古くて新しいジャズ
★★★★★
5年ほど前、個人的な理由から生のビッグバンドに接する機会があった。テレビ、ラジオ等々を通して小さいころから接していたものの、改めてそのすばらしさに感銘を受けた。その後幸いなことに同時代の方のお話が伺えた。実に興味深い話の集まりだった。さらに知りたくなったのだが、あいにくそうしたものを取り上げた本が見当たらない、いや、それどころか太平洋戦争直後をテーマにした本が少ないこと。
そんな中この本に出会ったのはまったくの偶然だった。一気に読んだ。大変興味深かった。やはり筆者は情報源(資料)にお困りのこととお見受けする。多くの方へのインタビューを通して、この論文を書き上げたわけだ。一番印象に残ったのは、前述、同世代の方から伺った話と微妙に食い違っていたことだ。どちらかが間違い、どちらかがうそ、というわけではないだろう。その両方が、ビッグバンドを形成していたのだ。
私の原点を探した思い
★★★★☆
1954年生まれの人間にとって、この本に登場してくるミュージシャンの音楽は、子供心にも、ハイカラで素敵だった。
当然、ジャンルなど分からないので、気に入ったものを聞いていたという感じかな。
ここで、雪村いずみさんやジョージ川口さんらに出会ってなければ、Beatlesにたどり着いたのだろうか?
ただ、この本で、進駐軍クラブでの生活などが細かに書かれているものの、そのことと、題名にある「歌謡曲」と言う部分の関係がよく分からない。ホリプロ設立だけでは説明したとはいえないだろう。
「歌謡曲」を何をさすのかもよく分からないが、このあたりの記述の薄さが残念。
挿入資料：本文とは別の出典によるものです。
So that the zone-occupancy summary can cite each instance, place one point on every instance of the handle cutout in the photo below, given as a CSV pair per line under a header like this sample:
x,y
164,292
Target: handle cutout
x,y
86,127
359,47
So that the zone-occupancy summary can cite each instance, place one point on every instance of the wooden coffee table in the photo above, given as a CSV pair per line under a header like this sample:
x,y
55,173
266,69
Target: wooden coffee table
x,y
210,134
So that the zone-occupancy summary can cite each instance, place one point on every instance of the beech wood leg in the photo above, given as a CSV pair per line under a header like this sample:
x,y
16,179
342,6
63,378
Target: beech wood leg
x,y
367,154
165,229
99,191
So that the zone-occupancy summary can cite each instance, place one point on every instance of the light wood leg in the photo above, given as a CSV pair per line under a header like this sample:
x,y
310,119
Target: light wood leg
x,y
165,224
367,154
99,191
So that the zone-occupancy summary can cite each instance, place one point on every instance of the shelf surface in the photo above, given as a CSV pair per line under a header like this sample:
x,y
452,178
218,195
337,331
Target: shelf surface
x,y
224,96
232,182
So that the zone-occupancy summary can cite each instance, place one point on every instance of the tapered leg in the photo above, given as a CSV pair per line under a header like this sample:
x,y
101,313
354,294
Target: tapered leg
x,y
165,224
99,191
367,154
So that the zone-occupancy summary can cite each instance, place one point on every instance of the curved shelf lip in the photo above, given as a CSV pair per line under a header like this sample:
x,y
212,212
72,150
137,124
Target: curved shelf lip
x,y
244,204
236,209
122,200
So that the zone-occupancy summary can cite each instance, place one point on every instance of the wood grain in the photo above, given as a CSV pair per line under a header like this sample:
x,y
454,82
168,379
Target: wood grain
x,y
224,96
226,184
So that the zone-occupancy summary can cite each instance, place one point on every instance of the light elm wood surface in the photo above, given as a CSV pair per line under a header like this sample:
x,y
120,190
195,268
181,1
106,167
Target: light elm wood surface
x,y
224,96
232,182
もし私のイメージする演歌的なものであるとすれが、どうでもいいことだけど。
占領軍と日本の音楽との関わり
★★★★☆
第二次大戦後の占領期日本に設置された進駐軍クラブにおける日本人の音楽関係者たちの活動や、文化的意義を考察した本である。
軍楽隊で働いていた人たちは、戦後も音楽を忘れることができず、
クラシックあるいは全く新しいジャズという分野で演奏していくのだが、敗戦という思いよりまずは、生きていく事を重視し、日本の中の
「アメリカ」である進駐軍クラブで働く。そうした人たちの聞き書きが
非常に面白い。
クラブで演奏する人々、演奏する人を仲介する人々、そして米軍施設やクラブで働く人々等様々な日本人を描いていて非常に興味深い。
さらに、進駐軍クラブでの音楽が、戦後の日本の歌謡曲を含むポピュラー音楽に多大な影響を与えたというのが、本書の要旨である。
確かに斬新な内容であり、面白く読める。しかし本書の目的である「ポピュラー音楽文化への影響」について深く突っ込んで書かれていないように思う。むしろ、当時働いていた人たちの直接のコメントが最も面白い。